There are several parliamentarians from other formations, including Pilar Valluguera, from the ERC, Bel Pozueta, from the EH Bildu or Rosa Méndez, from the PSOE, who responded to the words of the Vox representative and expressed solidarity with the head of Equality. “It doesn’t matter if it’s legalized or not, women still have abortions, they’ve been doing it all their lives. The only thing the law does is with guarantees,” the Republican deputy defended. “Sex education is something very serious and crooks should not be allowed in this chamber and the president should not act,” added United We Can MP Sofia Castañón.

Bildu’s Pozueta warned the right that “they have lost the battle” because “women own our bodies and this is a social conquest that cannot be reversed. You are the past and we are the present and the future.” For her part, Socialist Mendes denounced the backward proposals as “wanting to take us back to the black and white Spain where women were protected” and lamented that “it is clear that motherhood is an option, not an obligation”. .

The norm includes a set of measures, including regulating conscientious objection and strengthening the right to abortion in public health. It also reverses a reform the PP introduced in 2015 to limit the right of 16- and 17-year-old girls to have an abortion without parental consent, and for the first time addresses menstrual health in legislation.
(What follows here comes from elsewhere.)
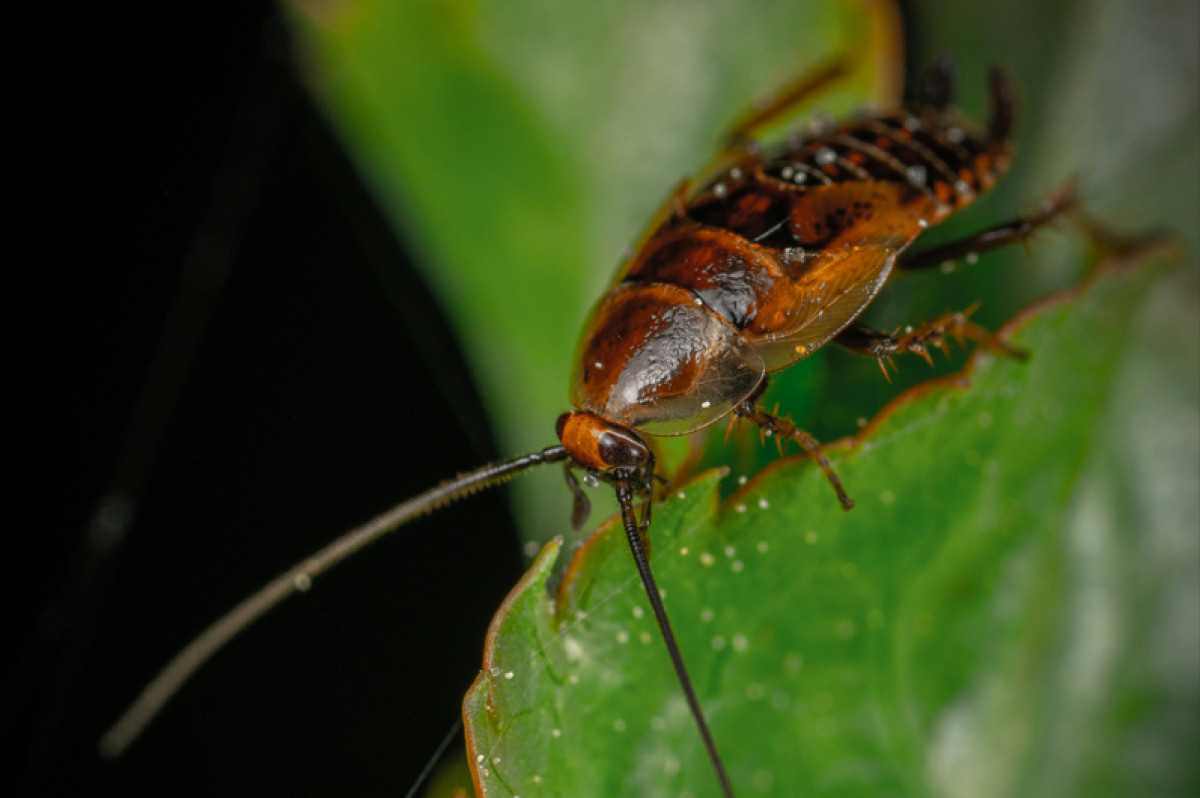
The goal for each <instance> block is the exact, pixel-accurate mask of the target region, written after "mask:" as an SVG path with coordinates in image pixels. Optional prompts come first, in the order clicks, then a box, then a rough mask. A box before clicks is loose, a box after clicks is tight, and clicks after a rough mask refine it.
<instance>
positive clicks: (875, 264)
mask: <svg viewBox="0 0 1200 798" xmlns="http://www.w3.org/2000/svg"><path fill="white" fill-rule="evenodd" d="M845 72H846V70H845V66H844V65H841V64H840V62H833V64H830V65H828V66H826V67H823V68H821V70H818V71H817V72H816V73H814V74H812V76H810V77H806V78H804V79H800V80H798V82H796V83H794V84H792V85H791V86H788V88H787V90H785V91H784V92H781V94H780V95H779V96H778V98H776V100H775V101H774V102H772V103H770V104H769V106H767V107H764V108H762V109H757V110H754V112H751V113H748V114H746V115H745V116H743V118H742V120H740V121H738V122H737V124H736V125H734V126H733V130H732V131H731V133H730V136H728V139H727V145H726V146H725V149H724V150H722V151H721V154H720V155H719V157H718V158H716V160H715V161H714V163H713V164H712V166H710V167H709V168H708V169H707V170H706V172H704V173H703V174H702V175H700V176H698V178H696V179H695V180H689V181H684V182H683V184H680V186H679V187H678V188H677V190H676V191H674V192H673V193H672V194H671V197H670V199H668V200H667V202H666V204H665V205H664V208H662V209H661V210H660V211H659V214H658V215H656V216H655V218H654V221H653V222H652V224H650V227H649V228H648V232H647V234H646V235H644V236H643V238H642V240H641V244H640V245H638V246H637V247H636V250H635V252H634V254H632V256H631V257H630V258H629V259H628V260H626V262H625V263H624V264H623V265H622V266H620V269H619V270H618V272H617V275H616V277H614V280H613V281H612V284H611V288H610V289H608V290H607V293H606V294H605V295H604V296H601V298H600V300H599V301H598V302H596V305H595V306H594V308H593V310H592V313H590V316H589V317H588V320H587V322H586V324H584V326H583V332H582V335H581V337H580V343H578V348H577V354H576V358H575V364H574V371H572V373H571V376H570V395H569V398H570V403H571V406H572V408H574V409H571V410H569V412H566V413H564V414H562V415H560V416H559V418H558V420H557V424H556V432H557V436H558V440H559V443H558V444H556V445H552V446H547V448H545V449H542V450H540V451H535V452H530V454H527V455H522V456H520V457H515V458H512V460H509V461H505V462H502V463H497V464H490V466H484V467H482V468H479V469H476V470H473V472H469V473H466V474H462V475H460V476H457V478H455V479H452V480H448V481H445V482H443V484H440V485H438V486H437V487H434V488H432V490H430V491H426V492H425V493H421V494H420V496H416V497H414V498H412V499H409V500H407V502H404V503H402V504H400V505H397V506H396V508H394V509H392V510H390V511H388V512H385V514H384V515H380V516H378V517H377V518H374V520H372V521H370V522H368V523H366V524H364V526H361V527H359V528H356V529H353V530H350V532H348V533H346V534H344V535H343V536H341V538H338V539H337V540H335V541H334V542H332V544H330V545H329V546H326V547H325V548H323V550H320V551H319V552H317V553H316V554H313V556H312V557H310V558H307V559H306V560H304V562H302V563H299V564H298V565H295V566H294V568H292V569H290V570H288V571H287V572H284V574H282V575H280V576H278V577H276V578H275V580H274V581H271V582H270V583H269V584H266V586H265V587H264V588H262V589H260V590H259V592H258V593H256V594H254V595H252V596H250V598H248V599H246V600H245V601H244V602H242V604H240V605H238V606H236V607H235V608H234V610H233V611H230V612H229V613H228V614H226V616H224V617H223V618H221V619H220V620H217V622H216V623H215V624H212V626H210V628H209V629H208V630H206V631H204V632H203V634H202V635H200V636H199V637H197V638H196V640H194V641H193V642H192V643H191V644H188V646H187V647H186V648H185V649H184V650H182V652H181V653H179V654H178V655H176V656H175V659H174V660H172V661H170V662H169V664H168V665H167V667H166V668H164V670H163V671H162V672H161V673H160V674H158V676H157V677H156V678H155V679H154V680H152V682H151V683H150V684H149V685H146V688H145V689H144V691H143V692H142V695H140V696H139V697H138V700H137V701H136V703H134V704H133V706H132V707H131V708H130V709H128V710H127V712H126V714H125V715H124V716H122V718H121V719H120V720H119V721H118V722H116V724H115V725H114V726H113V728H112V730H110V731H109V732H108V733H106V734H104V737H103V738H102V740H101V749H102V751H103V752H104V754H107V755H109V756H115V755H116V754H119V752H120V751H122V750H124V749H125V748H126V746H127V745H128V744H130V743H131V742H132V740H133V738H134V737H137V736H138V734H139V733H140V731H142V730H143V728H144V727H145V725H146V724H148V722H149V721H150V720H151V719H152V718H154V715H155V714H156V713H157V712H158V710H160V709H161V708H162V706H163V704H164V703H166V702H167V701H168V700H169V698H170V696H172V695H173V694H174V692H175V691H176V690H178V689H179V688H180V685H181V684H182V683H184V682H185V680H186V679H187V678H190V677H191V674H192V673H193V672H194V671H196V670H197V668H198V667H199V666H200V665H202V664H203V662H204V661H205V660H208V658H209V656H211V655H212V654H214V653H215V652H216V650H217V649H220V648H221V647H222V646H223V644H224V643H226V642H227V641H228V640H229V638H230V637H233V636H234V635H236V634H238V632H239V631H241V630H242V629H245V628H246V626H247V625H248V624H250V623H251V622H253V620H254V619H257V618H258V617H259V616H262V614H263V613H264V612H266V611H268V610H269V608H271V607H272V606H275V605H276V604H278V602H280V601H282V600H283V599H284V598H287V596H288V595H290V594H293V593H295V592H298V590H304V589H306V588H307V587H308V584H311V582H312V580H313V578H316V577H317V576H318V575H319V574H320V572H323V571H324V570H326V569H329V568H330V566H332V565H334V564H336V563H338V562H341V560H342V559H343V558H346V557H348V556H349V554H352V553H354V552H356V551H359V550H360V548H362V547H364V546H366V545H367V544H370V542H372V541H374V540H376V539H378V538H379V536H380V535H383V534H385V533H386V532H390V530H391V529H395V528H396V527H398V526H401V524H403V523H406V522H408V521H410V520H413V518H415V517H418V516H421V515H425V514H428V512H432V511H434V510H437V509H438V508H442V506H443V505H445V504H449V503H451V502H455V500H457V499H460V498H463V497H466V496H469V494H472V493H474V492H476V491H480V490H482V488H486V487H492V486H496V485H500V484H502V482H504V481H506V480H509V479H510V478H512V476H514V475H516V474H518V473H521V472H523V470H527V469H529V468H532V467H534V466H541V464H547V463H562V464H563V467H564V472H565V478H566V482H568V486H569V488H570V491H571V493H572V496H574V503H575V504H574V512H572V526H575V527H576V528H578V527H581V526H582V524H583V522H584V520H586V518H587V515H588V506H589V504H588V500H587V498H586V497H584V493H583V490H582V487H581V486H580V480H578V479H577V478H576V475H575V474H576V472H582V473H583V475H584V481H586V482H588V484H592V485H595V484H599V482H607V484H608V485H611V486H612V488H613V491H614V492H616V497H617V502H618V503H619V506H620V520H622V524H623V527H624V532H625V535H626V538H628V541H629V547H630V551H631V553H632V557H634V563H635V565H636V569H637V572H638V576H640V577H641V582H642V586H643V588H644V589H646V594H647V596H648V599H649V602H650V607H652V611H653V613H654V617H655V619H656V622H658V625H659V629H660V631H661V636H662V640H664V643H665V644H666V649H667V653H668V655H670V658H671V662H672V665H673V667H674V671H676V674H677V677H678V680H679V685H680V688H682V690H683V694H684V697H685V698H686V702H688V706H689V708H690V712H691V715H692V718H694V720H695V724H696V727H697V730H698V733H700V736H701V738H702V740H703V745H704V750H706V752H707V755H708V758H709V761H710V762H712V766H713V769H714V772H715V774H716V779H718V781H719V782H720V786H721V791H722V793H724V794H725V796H733V785H732V784H731V781H730V778H728V775H727V773H726V769H725V766H724V763H722V761H721V757H720V754H719V752H718V743H716V740H715V739H714V737H713V734H712V732H710V730H709V727H708V724H707V721H706V718H704V713H703V709H702V707H701V706H700V701H698V700H697V697H696V692H695V690H694V688H692V684H691V679H690V678H689V676H688V670H686V667H685V665H684V659H683V655H682V654H680V652H679V647H678V644H677V642H676V637H674V634H673V631H672V628H671V623H670V620H668V619H667V613H666V608H665V607H664V605H662V600H661V598H660V592H659V588H658V586H656V584H655V581H654V575H653V572H652V570H650V564H649V557H648V548H649V536H648V530H649V527H650V518H652V509H653V500H654V496H655V486H656V480H661V478H660V476H659V475H658V474H656V473H655V457H654V454H653V451H652V448H650V445H649V444H648V439H653V438H655V437H661V436H680V434H686V433H690V432H695V431H697V430H701V428H703V427H708V426H710V425H713V424H715V422H718V421H720V420H722V419H726V418H730V419H731V422H732V421H733V420H738V419H744V420H745V421H749V422H750V424H752V425H755V426H756V427H758V430H760V431H761V433H762V434H763V436H770V437H774V438H775V439H776V440H796V442H797V443H798V444H799V445H800V446H802V448H803V450H804V451H805V452H806V454H808V456H810V457H811V458H812V460H814V461H815V462H816V463H817V466H818V467H820V468H821V469H822V472H823V473H824V476H826V478H827V480H828V481H829V484H830V486H832V487H833V490H834V493H835V494H836V498H838V500H839V502H840V503H841V506H842V508H844V509H846V510H850V509H851V508H852V506H853V502H852V500H851V498H850V496H848V494H847V492H846V490H845V488H844V487H842V485H841V482H840V480H839V479H838V475H836V474H835V473H834V469H833V467H832V466H830V463H829V461H828V460H827V458H826V456H824V454H823V452H822V449H821V444H820V443H818V442H817V440H816V439H815V438H814V437H812V436H810V434H809V433H806V432H804V431H803V430H802V428H799V427H798V426H796V425H794V424H793V422H792V421H790V420H787V419H785V418H781V416H779V415H776V414H774V413H770V412H768V410H767V409H764V408H763V407H762V406H760V403H758V400H760V398H761V397H762V395H763V392H764V391H766V389H767V384H768V379H769V374H772V373H774V372H778V371H780V370H784V368H787V367H790V366H792V365H794V364H797V362H799V361H800V360H804V359H805V358H808V356H809V355H811V354H812V353H814V352H816V350H817V349H820V348H822V347H823V346H826V344H828V343H830V342H833V343H836V344H839V346H842V347H845V348H847V349H850V350H851V352H854V353H858V354H863V355H868V356H871V358H875V359H876V360H878V362H880V365H881V367H883V371H884V376H886V374H887V373H888V372H887V366H888V364H889V362H890V359H892V358H893V356H894V355H898V354H902V353H914V354H917V355H920V356H923V358H925V359H929V349H930V348H931V347H943V346H944V342H946V340H947V338H948V337H949V336H955V337H966V338H970V340H972V341H974V342H976V343H977V344H978V346H983V347H988V348H991V349H996V350H1000V352H1007V353H1009V354H1015V355H1019V354H1020V353H1016V352H1014V350H1010V349H1008V348H1007V347H1006V344H1003V343H1002V342H1000V341H998V340H996V338H995V337H994V336H991V335H990V334H989V332H988V331H986V330H984V329H983V328H980V326H977V325H976V324H973V323H971V322H970V319H968V318H967V317H968V314H970V311H967V312H964V313H952V314H947V316H943V317H942V318H938V319H936V320H934V322H930V323H926V324H923V325H920V326H917V328H916V329H911V330H910V331H907V332H905V334H902V335H888V334H884V332H880V331H877V330H874V329H871V328H869V326H866V325H864V324H863V323H860V322H858V320H857V319H858V317H859V314H860V313H862V312H863V310H864V308H865V307H866V306H868V305H869V304H870V302H871V301H872V300H874V299H875V296H876V295H877V294H878V292H880V290H881V289H882V288H883V286H884V284H886V283H887V282H888V280H889V277H892V276H893V275H894V274H898V272H906V271H917V270H923V269H929V268H932V266H938V265H941V264H943V263H946V262H947V260H953V259H956V258H960V257H962V256H965V254H967V253H972V252H983V251H986V250H991V248H995V247H1000V246H1003V245H1007V244H1012V242H1016V241H1024V240H1026V239H1027V238H1028V236H1030V235H1031V234H1032V233H1033V230H1034V229H1037V228H1038V227H1040V226H1042V224H1044V223H1046V222H1049V221H1051V220H1054V218H1056V217H1057V216H1060V215H1061V214H1062V212H1063V211H1064V210H1066V209H1067V208H1068V206H1069V205H1070V194H1069V192H1062V193H1061V194H1060V196H1056V197H1054V198H1051V199H1049V200H1046V202H1045V203H1043V204H1042V205H1040V206H1039V208H1038V210H1037V211H1036V212H1034V214H1033V215H1030V216H1026V217H1022V218H1016V220H1014V221H1010V222H1006V223H1003V224H998V226H995V227H992V228H990V229H988V230H984V232H982V233H979V234H976V235H972V236H970V238H967V239H964V240H960V241H955V242H950V244H947V245H942V246H938V247H936V248H931V250H925V251H922V252H916V253H910V252H908V247H910V245H911V244H912V242H913V241H914V240H916V239H917V238H919V236H920V234H922V233H924V230H925V229H928V228H930V227H932V226H935V224H937V223H940V222H942V221H943V220H944V218H947V217H948V216H949V215H950V214H953V212H954V211H956V210H959V209H961V208H965V206H966V205H968V204H970V203H971V202H973V200H974V199H976V198H977V197H978V196H979V194H982V193H984V192H986V191H988V190H990V188H991V187H992V185H994V184H995V182H996V181H997V180H998V179H1000V176H1001V175H1002V174H1003V173H1004V172H1006V170H1007V168H1008V166H1009V162H1010V160H1012V145H1010V142H1009V137H1010V132H1012V128H1013V120H1014V104H1015V103H1014V88H1013V84H1012V82H1010V79H1009V78H1008V77H1007V74H1006V73H1004V72H1003V71H1001V70H996V68H994V70H992V71H991V73H990V77H989V101H990V113H989V119H988V122H986V127H985V128H983V130H978V128H976V127H973V126H972V125H971V124H970V122H968V121H966V120H964V119H962V118H961V116H960V115H959V113H958V112H956V110H955V109H954V108H953V106H952V101H953V86H954V76H953V67H952V66H950V64H949V62H948V61H946V60H938V61H936V62H935V64H934V66H932V67H931V68H930V70H929V71H928V72H926V73H925V76H924V77H923V78H922V79H920V82H919V84H918V89H917V96H916V101H914V102H913V103H912V104H911V106H907V107H904V108H901V109H899V110H895V112H892V113H884V114H881V115H870V116H864V118H862V119H857V120H854V121H851V122H848V124H845V125H842V126H836V127H833V126H830V127H828V128H823V130H811V131H809V132H806V133H800V134H794V136H791V137H788V138H786V139H784V140H781V142H779V143H775V144H770V145H767V144H763V143H761V142H760V139H758V138H757V136H758V134H760V133H762V131H764V130H766V128H768V127H770V126H773V125H776V124H780V122H781V121H784V120H785V119H786V116H787V114H788V113H790V112H793V110H794V109H796V108H797V107H798V106H799V104H802V103H803V102H805V101H808V100H810V98H811V97H812V96H814V95H815V94H816V92H818V91H820V90H822V89H824V88H827V86H828V85H829V84H832V83H834V82H835V80H838V79H839V78H840V77H842V76H844V74H845Z"/></svg>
PP, without going to the bottom

Irene Montero, who is in the chamber, defended the initiative and accused the PP and Vox of “insulting sexual freedom” and “prohibiting or hindering the right to abortion”, which, on the other hand, “does not. disappear, it only endangers the lives of women. The minister also stopped on the subject of sexual education: “Sexual education takes place throughout life, whether we like it or not. The question is whether we want violent pornography to be the basis for them to seek life or with adequate educational support (…) the absence of sexual education in schools will only benefit the aggressors”, he said.

PP, for its part, hides behind the emergency procedure requested by the government and passed by Congress against the norm. “The goal is to steal the debate and parliamentary work,” said MP Marta González, who barely grasped the issue. The parliamentarian called the reform “unnecessary and untargeted”, accusing the Ministry of Equality of “inventing the problem” and “recklessness” in that it “did not wait for the resolution of the appeal to the Constitutional Court” that its formation submitted. Abortion Act 2010.

Like the PP and Vox return amendments, Ciudadanos’ alternative textual amendment with which it proposed a surrogacy regulation was also rejected by the House. MP Sara Gimenez accused “conservatives” who “don’t want to discuss expanding women’s rights” while PSOE and United We Can “criminalize families through surrogacy” and emerged as “the only party” that “says yes to expanding freedoms”.

None of the formations accepted the proposal of the orange formation. “Women’s bodies are much more than mere reproductive machines, they are neither bought nor sold to give birth,” answered socialist Mendez. For his part, Joseba Aguirrexea, of the PNV, said that the Ciudadanos initiative “is about a different bill than abortion,” while he admitted to the government that there are things he doesn’t like. Reform given that there are “a lot of things that we don’t think should be touched” in the standard approved by Zapatero 12 years ago.